To fix this, the non-canonical links in the canonical tags of the affected pages must be replaced by direct links to the canonical. For example, in the previous case you would only have to replace the canonical link on page A with a link to page C.

9. Open Graph URL does not match canonical

This is a warning that is triggered if there is a mismatch between the specified canonical and the Open Graph URL on one or more pages, because if the Open Graph URL does not match the canonical URL, a non-canonical version of a page will not be shared with RR.

To fix this, the Open Graph URL must be replaced on the pages affected by the canonical. Also, make sure that the two URLs are the same, that they are absolute and that they use the protocols http:// or https://.

10. Canonical from HTTPS to HTTP

This is a warning that is activated if one or more secure pages (HTTPS) specify an unsecured version (HTTP) such as the canonical and, since the former is a positioning factor, it makes perfect sense to specify secure versions of pages as canonicals whenever possible.

To fix this, you have to redirect the HTTP page to the HTTPS equivalent. If this is not possible, you should add a rel=canonical link from the HTTP version of the page to the HTTPS.

11. Canonical from HTTP to HTTPS

This is a warning that is activated if one or more non-secure (HTTP) pages specify a secure (HTTPS) version such as the canonical, as HTTPS is always preferable to HTTP. Having an HTTP version of a page and then specifying the HTTPS version as canonical is illogical.

To solve this problem, it would be necessary to implement a 301 redirection from HTTP to HTTPS. You would also have to replace any internal links to the HTTP version of the page with links directly to the HTTPS version.

12. Non-canonical pages receive organic traffic

It is a warning that is activated if one or more non-canonical pages are in the search results and get organic search traffic (which should not happen).

This is because either the canonical URL tags are misconfigured or the search engine has decided to ignore the specified canonical.

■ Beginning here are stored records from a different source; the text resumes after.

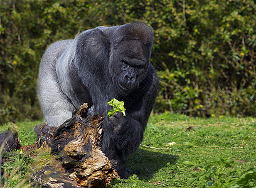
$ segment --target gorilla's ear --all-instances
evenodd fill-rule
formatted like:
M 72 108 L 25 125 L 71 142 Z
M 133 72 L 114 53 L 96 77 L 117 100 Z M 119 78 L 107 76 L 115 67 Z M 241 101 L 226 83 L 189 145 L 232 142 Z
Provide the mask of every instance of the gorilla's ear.
M 154 39 L 154 32 L 151 27 L 142 22 L 134 22 L 120 26 L 113 33 L 115 43 L 121 41 L 137 39 L 151 50 Z

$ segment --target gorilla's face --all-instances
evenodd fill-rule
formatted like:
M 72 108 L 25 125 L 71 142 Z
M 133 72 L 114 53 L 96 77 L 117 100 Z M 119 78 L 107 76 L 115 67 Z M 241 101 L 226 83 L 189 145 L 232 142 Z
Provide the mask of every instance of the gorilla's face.
M 122 41 L 115 47 L 110 74 L 118 91 L 129 93 L 146 76 L 149 62 L 148 47 L 137 39 Z

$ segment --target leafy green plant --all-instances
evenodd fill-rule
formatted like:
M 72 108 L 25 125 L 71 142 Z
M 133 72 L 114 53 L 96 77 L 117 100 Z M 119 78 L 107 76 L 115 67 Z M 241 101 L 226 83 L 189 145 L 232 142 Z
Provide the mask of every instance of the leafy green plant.
M 250 168 L 243 172 L 236 169 L 234 160 L 221 157 L 207 160 L 184 161 L 192 172 L 188 175 L 187 187 L 194 182 L 202 182 L 203 186 L 215 187 L 254 187 L 256 185 L 256 169 Z
M 7 161 L 2 168 L 4 176 L 1 178 L 3 187 L 20 187 L 31 185 L 29 182 L 31 164 L 35 160 L 28 154 L 21 150 L 14 150 L 6 154 Z
M 107 113 L 107 115 L 109 117 L 112 116 L 115 112 L 119 112 L 123 113 L 124 116 L 125 116 L 125 108 L 124 108 L 124 102 L 119 101 L 115 98 L 113 98 L 110 102 L 107 102 L 109 105 L 113 107 L 113 109 L 109 110 Z

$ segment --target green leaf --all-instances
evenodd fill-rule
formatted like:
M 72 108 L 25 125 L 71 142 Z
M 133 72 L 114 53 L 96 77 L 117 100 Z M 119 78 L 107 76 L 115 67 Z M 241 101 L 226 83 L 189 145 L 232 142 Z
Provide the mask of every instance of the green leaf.
M 108 112 L 108 116 L 112 116 L 115 112 L 122 112 L 124 116 L 125 116 L 125 110 L 126 109 L 124 108 L 124 102 L 123 101 L 120 102 L 115 98 L 113 98 L 112 100 L 107 102 L 107 103 L 113 107 L 113 109 L 109 110 L 109 112 Z

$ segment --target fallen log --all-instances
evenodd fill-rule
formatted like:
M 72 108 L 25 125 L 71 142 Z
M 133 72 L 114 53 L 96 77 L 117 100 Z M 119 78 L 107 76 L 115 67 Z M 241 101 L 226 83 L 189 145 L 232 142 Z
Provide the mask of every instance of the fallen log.
M 51 150 L 51 162 L 33 170 L 31 181 L 41 187 L 102 187 L 119 176 L 101 151 L 103 116 L 83 118 L 87 104 L 77 115 L 55 127 L 41 123 L 35 128 L 35 148 Z M 82 117 L 81 117 L 82 115 Z

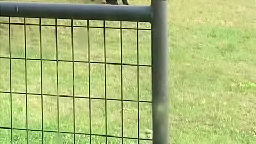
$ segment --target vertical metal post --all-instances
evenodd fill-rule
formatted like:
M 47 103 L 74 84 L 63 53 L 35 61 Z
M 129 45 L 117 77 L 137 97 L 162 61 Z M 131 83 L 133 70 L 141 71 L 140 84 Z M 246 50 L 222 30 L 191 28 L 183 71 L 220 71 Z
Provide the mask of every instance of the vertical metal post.
M 153 144 L 169 143 L 167 2 L 151 0 Z

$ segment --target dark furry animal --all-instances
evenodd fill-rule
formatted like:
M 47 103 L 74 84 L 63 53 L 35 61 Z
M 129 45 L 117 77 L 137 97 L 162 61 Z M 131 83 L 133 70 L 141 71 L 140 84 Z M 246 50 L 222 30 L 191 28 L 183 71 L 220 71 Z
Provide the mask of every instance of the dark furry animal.
M 91 1 L 93 1 L 94 0 Z M 124 5 L 129 5 L 128 0 L 122 0 L 122 2 Z M 102 4 L 118 5 L 118 3 L 117 0 L 102 0 Z

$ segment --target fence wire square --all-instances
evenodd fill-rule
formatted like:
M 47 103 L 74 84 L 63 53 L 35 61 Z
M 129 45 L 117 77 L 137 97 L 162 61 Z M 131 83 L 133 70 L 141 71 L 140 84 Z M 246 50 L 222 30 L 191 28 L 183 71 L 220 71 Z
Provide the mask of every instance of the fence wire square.
M 150 26 L 0 17 L 0 143 L 151 143 Z

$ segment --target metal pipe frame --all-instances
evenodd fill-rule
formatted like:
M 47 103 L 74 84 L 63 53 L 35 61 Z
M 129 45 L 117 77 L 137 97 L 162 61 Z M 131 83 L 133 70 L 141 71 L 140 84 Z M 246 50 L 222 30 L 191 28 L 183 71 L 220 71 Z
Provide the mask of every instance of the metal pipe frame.
M 167 2 L 152 0 L 153 140 L 169 143 Z
M 0 2 L 0 16 L 151 23 L 154 144 L 169 143 L 167 2 L 150 6 Z
M 0 2 L 0 16 L 150 22 L 150 6 Z

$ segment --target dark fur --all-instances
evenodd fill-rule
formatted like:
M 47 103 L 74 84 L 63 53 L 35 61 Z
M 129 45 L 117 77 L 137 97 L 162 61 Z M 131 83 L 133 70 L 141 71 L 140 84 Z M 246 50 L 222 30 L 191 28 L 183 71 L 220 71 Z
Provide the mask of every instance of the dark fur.
M 91 1 L 93 1 L 94 0 Z M 129 5 L 128 0 L 122 0 L 122 2 L 124 5 Z M 118 3 L 117 0 L 102 0 L 102 4 L 118 5 Z

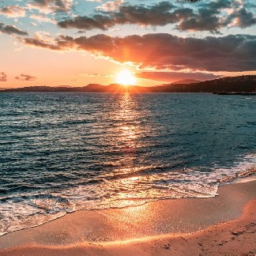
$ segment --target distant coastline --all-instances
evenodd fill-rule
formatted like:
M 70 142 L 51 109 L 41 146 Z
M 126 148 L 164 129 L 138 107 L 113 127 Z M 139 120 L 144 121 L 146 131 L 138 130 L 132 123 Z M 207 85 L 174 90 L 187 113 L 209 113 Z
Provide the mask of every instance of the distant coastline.
M 118 84 L 89 84 L 82 87 L 40 85 L 9 88 L 0 92 L 211 92 L 218 95 L 255 95 L 256 75 L 227 77 L 189 84 L 172 83 L 151 87 Z

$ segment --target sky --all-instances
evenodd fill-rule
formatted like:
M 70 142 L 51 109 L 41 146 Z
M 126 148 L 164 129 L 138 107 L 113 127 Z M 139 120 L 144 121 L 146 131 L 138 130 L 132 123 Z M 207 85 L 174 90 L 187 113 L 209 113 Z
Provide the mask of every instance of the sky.
M 0 88 L 256 74 L 254 0 L 0 0 Z

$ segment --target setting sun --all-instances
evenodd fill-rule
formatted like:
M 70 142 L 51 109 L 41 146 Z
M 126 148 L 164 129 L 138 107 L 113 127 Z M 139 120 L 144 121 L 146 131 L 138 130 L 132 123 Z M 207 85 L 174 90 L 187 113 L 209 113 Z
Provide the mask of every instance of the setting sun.
M 136 78 L 129 70 L 125 70 L 119 73 L 115 81 L 122 85 L 135 85 Z

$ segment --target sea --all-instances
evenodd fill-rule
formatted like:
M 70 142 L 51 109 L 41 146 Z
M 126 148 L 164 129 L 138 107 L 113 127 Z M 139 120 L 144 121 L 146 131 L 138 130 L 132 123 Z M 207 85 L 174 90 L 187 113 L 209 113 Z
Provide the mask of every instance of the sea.
M 256 96 L 1 93 L 0 235 L 255 179 Z

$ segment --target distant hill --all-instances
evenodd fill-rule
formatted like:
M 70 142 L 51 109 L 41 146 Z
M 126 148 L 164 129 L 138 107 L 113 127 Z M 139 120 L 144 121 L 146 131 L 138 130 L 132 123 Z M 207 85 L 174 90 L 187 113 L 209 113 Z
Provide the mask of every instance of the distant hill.
M 152 87 L 101 85 L 89 84 L 83 87 L 30 86 L 11 88 L 1 92 L 256 92 L 256 75 L 228 77 L 196 83 L 168 84 Z
M 200 80 L 194 80 L 194 79 L 183 79 L 183 80 L 179 80 L 172 82 L 171 84 L 175 85 L 185 85 L 185 84 L 194 84 L 194 83 L 199 83 L 201 82 Z

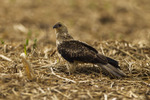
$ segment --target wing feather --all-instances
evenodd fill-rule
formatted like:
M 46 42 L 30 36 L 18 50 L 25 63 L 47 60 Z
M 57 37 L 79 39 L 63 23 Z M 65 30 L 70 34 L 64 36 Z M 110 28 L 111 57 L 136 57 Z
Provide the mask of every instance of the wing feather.
M 58 52 L 69 62 L 108 63 L 107 58 L 98 54 L 95 48 L 76 40 L 63 41 L 58 45 Z

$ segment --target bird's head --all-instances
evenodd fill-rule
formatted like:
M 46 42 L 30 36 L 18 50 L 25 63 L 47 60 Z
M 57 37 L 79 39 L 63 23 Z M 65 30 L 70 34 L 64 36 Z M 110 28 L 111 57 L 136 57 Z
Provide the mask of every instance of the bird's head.
M 68 33 L 68 29 L 67 27 L 61 23 L 61 22 L 58 22 L 56 23 L 54 26 L 53 26 L 53 29 L 56 29 L 56 32 L 57 33 Z

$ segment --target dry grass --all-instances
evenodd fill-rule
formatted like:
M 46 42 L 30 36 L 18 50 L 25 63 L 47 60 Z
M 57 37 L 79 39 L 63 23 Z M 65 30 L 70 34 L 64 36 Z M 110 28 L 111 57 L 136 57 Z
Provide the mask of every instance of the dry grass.
M 0 99 L 150 99 L 149 2 L 1 1 Z M 127 77 L 110 79 L 90 64 L 68 75 L 51 30 L 57 21 L 76 39 L 118 60 Z
M 92 65 L 80 65 L 73 75 L 68 75 L 65 63 L 59 62 L 57 53 L 48 55 L 43 47 L 28 52 L 34 79 L 27 77 L 21 57 L 21 46 L 0 46 L 1 54 L 12 61 L 1 59 L 0 98 L 5 99 L 148 99 L 150 98 L 150 68 L 148 46 L 126 41 L 104 41 L 93 44 L 99 51 L 117 59 L 127 74 L 124 79 L 110 79 L 101 75 Z M 11 47 L 11 48 L 10 48 Z M 41 49 L 42 48 L 42 49 Z M 30 49 L 30 48 L 28 48 Z M 18 51 L 18 52 L 16 52 Z M 50 50 L 52 54 L 54 50 Z

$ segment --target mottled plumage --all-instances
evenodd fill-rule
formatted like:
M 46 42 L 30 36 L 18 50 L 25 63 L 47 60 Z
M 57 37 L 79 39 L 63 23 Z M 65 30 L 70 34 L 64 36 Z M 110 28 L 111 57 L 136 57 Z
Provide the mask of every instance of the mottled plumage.
M 112 77 L 120 78 L 125 76 L 116 60 L 99 54 L 95 48 L 84 42 L 74 40 L 68 34 L 68 29 L 64 24 L 58 22 L 53 28 L 56 29 L 58 53 L 69 63 L 92 63 L 100 66 L 103 71 L 109 73 Z M 72 67 L 75 68 L 75 66 Z M 71 71 L 70 68 L 68 69 Z

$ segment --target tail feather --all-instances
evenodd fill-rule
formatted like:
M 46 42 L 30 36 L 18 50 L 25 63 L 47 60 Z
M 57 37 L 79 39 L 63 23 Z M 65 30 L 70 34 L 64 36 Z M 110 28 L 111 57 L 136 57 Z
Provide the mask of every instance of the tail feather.
M 120 69 L 115 68 L 113 65 L 110 64 L 98 64 L 103 71 L 106 71 L 107 73 L 109 73 L 112 77 L 114 78 L 121 78 L 121 77 L 125 77 L 126 74 L 123 73 Z

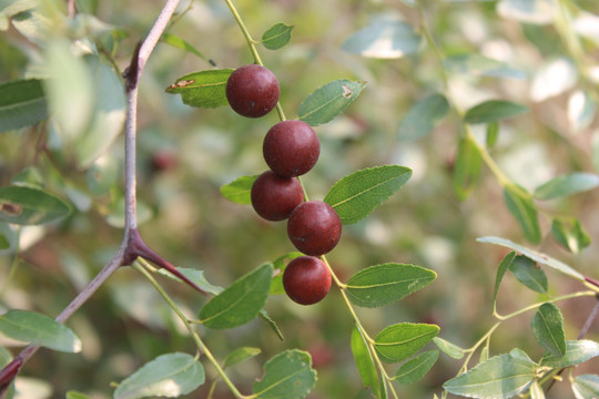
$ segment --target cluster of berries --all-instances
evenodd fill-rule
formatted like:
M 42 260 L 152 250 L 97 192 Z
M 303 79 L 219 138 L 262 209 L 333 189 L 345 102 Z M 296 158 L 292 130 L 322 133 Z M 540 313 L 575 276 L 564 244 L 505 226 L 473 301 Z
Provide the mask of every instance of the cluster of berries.
M 236 69 L 226 83 L 226 98 L 240 115 L 260 117 L 278 102 L 281 89 L 268 69 L 248 64 Z M 303 121 L 283 121 L 272 126 L 263 142 L 270 170 L 252 186 L 252 206 L 267 221 L 287 219 L 287 235 L 300 256 L 287 265 L 283 287 L 291 299 L 311 305 L 323 299 L 331 288 L 331 272 L 319 256 L 339 242 L 342 222 L 335 209 L 322 201 L 304 201 L 297 180 L 318 161 L 318 136 Z

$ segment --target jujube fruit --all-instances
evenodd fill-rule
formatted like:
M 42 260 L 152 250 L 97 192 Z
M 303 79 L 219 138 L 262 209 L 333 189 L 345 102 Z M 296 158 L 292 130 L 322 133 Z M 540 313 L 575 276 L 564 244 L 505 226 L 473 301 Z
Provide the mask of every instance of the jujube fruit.
M 287 221 L 287 235 L 297 249 L 321 256 L 339 242 L 342 222 L 335 209 L 322 201 L 300 204 Z
M 284 177 L 301 176 L 318 161 L 321 142 L 303 121 L 283 121 L 272 126 L 262 145 L 264 161 Z
M 331 272 L 314 256 L 296 257 L 283 272 L 283 288 L 300 305 L 316 304 L 331 289 Z
M 226 100 L 240 115 L 260 117 L 271 112 L 278 102 L 278 81 L 268 69 L 247 64 L 237 68 L 226 81 Z
M 251 200 L 254 211 L 263 218 L 283 221 L 304 201 L 304 190 L 297 178 L 266 171 L 252 185 Z

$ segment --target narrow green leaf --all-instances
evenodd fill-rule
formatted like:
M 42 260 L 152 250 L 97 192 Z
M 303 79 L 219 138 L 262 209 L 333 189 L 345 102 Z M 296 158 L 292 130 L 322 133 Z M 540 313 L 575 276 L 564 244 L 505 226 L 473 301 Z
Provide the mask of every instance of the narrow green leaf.
M 395 372 L 394 379 L 399 383 L 414 383 L 422 379 L 428 372 L 428 370 L 430 370 L 438 357 L 438 350 L 425 351 L 402 365 L 397 372 Z
M 262 44 L 268 50 L 278 50 L 291 40 L 292 25 L 276 23 L 262 35 Z
M 397 165 L 357 171 L 335 183 L 324 202 L 335 208 L 342 223 L 356 223 L 402 188 L 410 176 L 410 168 Z
M 459 360 L 466 354 L 465 349 L 461 349 L 457 345 L 451 344 L 446 339 L 435 337 L 433 338 L 433 341 L 435 342 L 437 348 L 440 349 L 440 351 L 443 351 L 445 355 L 449 356 L 450 358 Z
M 547 265 L 551 268 L 555 268 L 556 270 L 559 270 L 568 276 L 571 276 L 580 282 L 585 282 L 585 276 L 571 268 L 570 266 L 566 265 L 564 262 L 560 262 L 549 255 L 538 253 L 536 250 L 529 249 L 522 245 L 516 244 L 510 242 L 509 239 L 501 238 L 501 237 L 479 237 L 476 239 L 479 243 L 488 243 L 488 244 L 495 244 L 500 245 L 507 248 L 511 248 L 514 250 L 519 252 L 524 256 L 535 260 L 536 263 L 539 263 L 541 265 Z
M 386 362 L 398 362 L 412 357 L 428 344 L 439 327 L 428 324 L 400 323 L 377 334 L 375 349 Z
M 518 282 L 522 283 L 528 288 L 541 294 L 547 293 L 547 276 L 545 275 L 545 272 L 537 266 L 535 260 L 524 255 L 518 255 L 509 265 L 509 270 L 514 273 Z
M 202 54 L 196 48 L 191 45 L 185 40 L 181 39 L 177 35 L 174 35 L 172 33 L 163 33 L 161 38 L 166 44 L 170 44 L 174 48 L 185 50 L 187 52 L 191 52 L 192 54 L 195 54 L 200 57 L 202 60 L 206 61 L 207 63 L 212 64 L 212 61 L 209 60 L 204 54 Z
M 418 101 L 399 123 L 399 140 L 416 140 L 427 135 L 447 115 L 449 103 L 445 95 L 430 94 Z
M 256 177 L 253 176 L 241 176 L 234 180 L 233 182 L 225 184 L 221 187 L 221 194 L 229 201 L 240 204 L 240 205 L 251 205 L 252 204 L 252 185 L 254 184 Z
M 248 360 L 260 355 L 261 352 L 262 350 L 260 348 L 252 348 L 252 347 L 237 348 L 233 350 L 231 354 L 226 355 L 223 361 L 223 369 L 241 364 L 242 361 Z
M 297 115 L 312 126 L 332 121 L 364 90 L 366 82 L 336 80 L 316 89 L 300 104 Z
M 0 188 L 0 219 L 19 225 L 58 221 L 71 212 L 62 200 L 44 191 L 9 186 Z
M 526 238 L 532 244 L 540 243 L 541 232 L 537 207 L 532 197 L 521 187 L 508 184 L 504 188 L 504 200 L 508 211 L 516 218 Z
M 450 379 L 443 387 L 449 393 L 471 398 L 511 398 L 532 383 L 536 367 L 532 361 L 500 355 Z
M 466 200 L 478 181 L 483 157 L 474 139 L 461 137 L 454 166 L 454 191 L 460 200 Z
M 125 378 L 114 391 L 114 399 L 176 398 L 194 391 L 204 379 L 204 368 L 193 356 L 162 355 Z
M 81 351 L 81 340 L 67 326 L 28 310 L 9 310 L 0 316 L 0 332 L 22 342 L 63 352 Z
M 166 93 L 181 94 L 183 103 L 197 108 L 216 108 L 229 104 L 226 81 L 232 69 L 187 73 L 166 88 Z
M 352 303 L 379 307 L 399 300 L 435 280 L 437 274 L 420 266 L 387 263 L 358 272 L 347 282 Z
M 264 377 L 254 382 L 256 399 L 303 399 L 316 383 L 309 354 L 285 350 L 264 365 Z
M 539 200 L 555 200 L 599 187 L 599 175 L 571 173 L 551 178 L 535 190 Z
M 48 104 L 39 80 L 0 83 L 0 132 L 21 129 L 48 117 Z
M 501 285 L 501 280 L 504 279 L 504 276 L 506 275 L 506 272 L 514 262 L 514 258 L 516 257 L 516 253 L 512 250 L 509 254 L 504 257 L 501 263 L 499 264 L 499 267 L 497 267 L 497 276 L 495 277 L 495 289 L 493 290 L 493 309 L 496 309 L 497 305 L 497 294 L 499 293 L 499 286 Z
M 266 303 L 273 266 L 263 265 L 237 279 L 213 297 L 200 311 L 200 320 L 210 328 L 242 326 L 254 319 Z
M 599 356 L 599 344 L 589 339 L 566 341 L 566 355 L 554 356 L 546 352 L 540 365 L 551 368 L 564 368 L 585 362 Z
M 464 115 L 466 123 L 494 123 L 530 111 L 528 106 L 505 100 L 489 100 L 469 109 Z
M 368 346 L 357 327 L 352 330 L 352 354 L 358 369 L 364 388 L 372 388 L 375 396 L 379 396 L 378 375 Z
M 572 382 L 572 391 L 576 396 L 576 399 L 599 398 L 599 376 L 598 375 L 577 376 Z
M 388 14 L 373 18 L 342 44 L 347 52 L 375 59 L 398 59 L 415 53 L 419 47 L 420 37 L 414 27 Z
M 564 317 L 557 306 L 550 303 L 542 304 L 530 324 L 535 339 L 545 350 L 556 357 L 566 355 Z
M 524 71 L 477 53 L 450 55 L 443 61 L 443 64 L 445 69 L 456 73 L 494 78 L 526 78 Z

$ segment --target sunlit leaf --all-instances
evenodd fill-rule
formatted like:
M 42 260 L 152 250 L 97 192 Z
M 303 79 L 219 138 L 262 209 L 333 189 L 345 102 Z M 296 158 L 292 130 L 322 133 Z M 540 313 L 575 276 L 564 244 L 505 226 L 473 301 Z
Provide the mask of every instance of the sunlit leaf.
M 114 391 L 114 399 L 176 398 L 194 391 L 204 379 L 204 368 L 193 356 L 162 355 L 125 378 Z
M 387 263 L 362 269 L 347 282 L 352 303 L 378 307 L 399 300 L 435 280 L 437 274 L 420 266 Z
M 414 356 L 438 332 L 439 327 L 436 325 L 396 324 L 377 334 L 375 349 L 382 360 L 398 362 Z
M 374 18 L 352 34 L 342 49 L 366 58 L 398 59 L 418 51 L 420 37 L 410 24 L 389 16 Z
M 254 319 L 266 303 L 272 275 L 270 264 L 244 275 L 204 305 L 200 320 L 206 327 L 223 329 Z
M 410 176 L 410 168 L 397 165 L 357 171 L 335 183 L 324 202 L 333 206 L 342 223 L 356 223 L 402 188 Z
M 316 89 L 300 104 L 297 115 L 312 126 L 332 121 L 364 90 L 366 82 L 336 80 Z
M 48 104 L 39 80 L 0 83 L 0 132 L 35 124 L 48 117 Z
M 414 383 L 422 379 L 435 365 L 439 352 L 437 350 L 425 351 L 414 359 L 406 361 L 395 372 L 394 380 L 399 383 Z
M 535 190 L 539 200 L 555 200 L 599 187 L 599 175 L 595 173 L 570 173 L 551 178 Z
M 264 365 L 264 377 L 254 382 L 256 399 L 303 399 L 316 383 L 309 354 L 285 350 Z
M 226 81 L 232 69 L 187 73 L 166 88 L 166 93 L 181 94 L 183 103 L 197 108 L 216 108 L 229 104 Z
M 449 103 L 439 93 L 418 101 L 399 123 L 399 140 L 416 140 L 428 134 L 447 115 Z
M 67 326 L 28 310 L 9 310 L 0 316 L 0 332 L 22 342 L 64 352 L 81 351 L 81 340 Z

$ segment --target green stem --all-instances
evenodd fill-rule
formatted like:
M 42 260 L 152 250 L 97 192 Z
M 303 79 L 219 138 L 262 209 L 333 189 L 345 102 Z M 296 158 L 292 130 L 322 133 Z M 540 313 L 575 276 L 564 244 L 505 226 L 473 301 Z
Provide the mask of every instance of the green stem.
M 207 359 L 210 360 L 210 362 L 212 364 L 212 366 L 216 369 L 216 371 L 219 372 L 219 375 L 221 376 L 221 378 L 223 379 L 223 381 L 226 383 L 226 386 L 229 387 L 229 389 L 231 390 L 231 392 L 233 392 L 233 395 L 235 396 L 235 398 L 246 398 L 244 397 L 243 395 L 241 395 L 241 392 L 237 390 L 237 388 L 235 387 L 235 385 L 229 379 L 229 376 L 224 372 L 224 370 L 222 369 L 222 367 L 219 365 L 219 361 L 216 361 L 216 359 L 214 358 L 214 356 L 212 355 L 212 352 L 209 350 L 209 348 L 206 347 L 206 345 L 202 341 L 202 338 L 200 338 L 200 336 L 197 335 L 197 332 L 194 330 L 193 326 L 192 326 L 192 323 L 190 321 L 190 319 L 181 311 L 181 309 L 179 308 L 179 306 L 174 303 L 174 300 L 169 296 L 169 294 L 164 290 L 164 288 L 156 282 L 156 279 L 150 274 L 150 272 L 148 272 L 148 269 L 144 267 L 145 265 L 145 260 L 142 259 L 142 258 L 138 258 L 138 260 L 135 260 L 135 263 L 133 264 L 133 267 L 142 273 L 145 278 L 148 278 L 148 280 L 150 282 L 150 284 L 152 284 L 152 286 L 159 291 L 159 294 L 164 298 L 164 300 L 166 300 L 166 303 L 169 304 L 169 306 L 174 310 L 174 313 L 176 314 L 176 316 L 179 316 L 179 318 L 181 319 L 181 321 L 183 321 L 183 324 L 185 325 L 185 328 L 187 329 L 187 331 L 190 332 L 190 335 L 192 336 L 193 340 L 195 341 L 200 352 L 204 354 L 205 357 L 207 357 Z

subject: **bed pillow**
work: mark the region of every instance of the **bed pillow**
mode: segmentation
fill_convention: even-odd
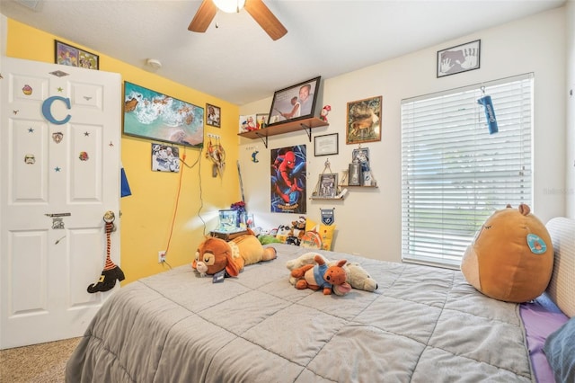
[[[545,341],[544,352],[558,382],[575,382],[575,316]]]

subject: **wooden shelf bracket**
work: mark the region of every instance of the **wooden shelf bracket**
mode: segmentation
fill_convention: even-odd
[[[265,130],[265,129],[261,129],[261,130]],[[255,135],[260,138],[260,139],[261,140],[261,142],[263,142],[263,145],[266,147],[266,149],[267,149],[268,148],[268,132],[266,131],[266,134],[260,134],[259,131],[256,131]]]

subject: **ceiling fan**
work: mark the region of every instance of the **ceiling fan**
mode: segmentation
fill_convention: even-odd
[[[232,4],[231,9],[226,7],[226,3]],[[288,30],[274,16],[270,8],[263,4],[262,0],[203,0],[190,23],[188,31],[205,32],[216,16],[217,9],[224,12],[240,12],[242,8],[245,8],[253,20],[270,35],[271,40],[276,40],[288,33]]]

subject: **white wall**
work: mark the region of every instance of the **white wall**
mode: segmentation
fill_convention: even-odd
[[[570,0],[566,5],[567,19],[567,146],[565,188],[565,215],[575,218],[575,2]]]
[[[307,145],[307,189],[311,194],[329,158],[341,174],[357,145],[345,143],[348,102],[382,95],[382,139],[367,143],[377,189],[353,189],[343,200],[309,200],[307,214],[320,219],[320,208],[335,208],[333,250],[401,261],[401,101],[404,98],[514,75],[535,73],[534,212],[546,222],[565,214],[565,124],[567,94],[565,8],[480,31],[444,44],[382,62],[338,77],[325,79],[323,104],[330,104],[330,126],[313,136],[339,133],[339,155],[314,156],[314,140],[304,131],[270,138],[266,149],[259,139],[240,138],[240,163],[248,210],[256,226],[270,228],[289,224],[297,216],[270,213],[270,149]],[[436,77],[437,51],[481,39],[481,68]],[[381,41],[385,44],[385,41]],[[376,46],[374,49],[377,49]],[[302,81],[305,79],[302,79]],[[244,105],[241,114],[268,112],[271,97]],[[322,105],[319,105],[321,108]],[[496,107],[497,108],[497,107]],[[258,163],[251,161],[257,150]],[[503,207],[502,207],[503,208]]]

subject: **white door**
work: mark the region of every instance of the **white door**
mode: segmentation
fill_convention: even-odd
[[[0,57],[0,349],[80,336],[113,291],[90,294],[116,215],[119,74]],[[118,285],[116,289],[118,289]]]

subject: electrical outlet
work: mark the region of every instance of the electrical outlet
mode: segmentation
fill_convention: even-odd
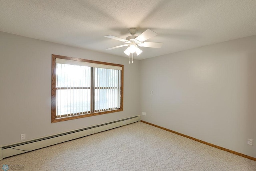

To fix this you have to check that the rel=canonical tags are set correctly in all the reported pages. If not, use the URL inspection tool of Google Search Console to check if they consider that the specified canonical URL is really canonical.

Final thoughts

As you may have noticed, canonical tags are not so complicated to understand after reading an article like this, are they? Just keep in mind that these tags are not a directive but a signal to search engines. After all, search engines might choose a different canonical one than the one you set. Now you know everything about what a canonical URL is.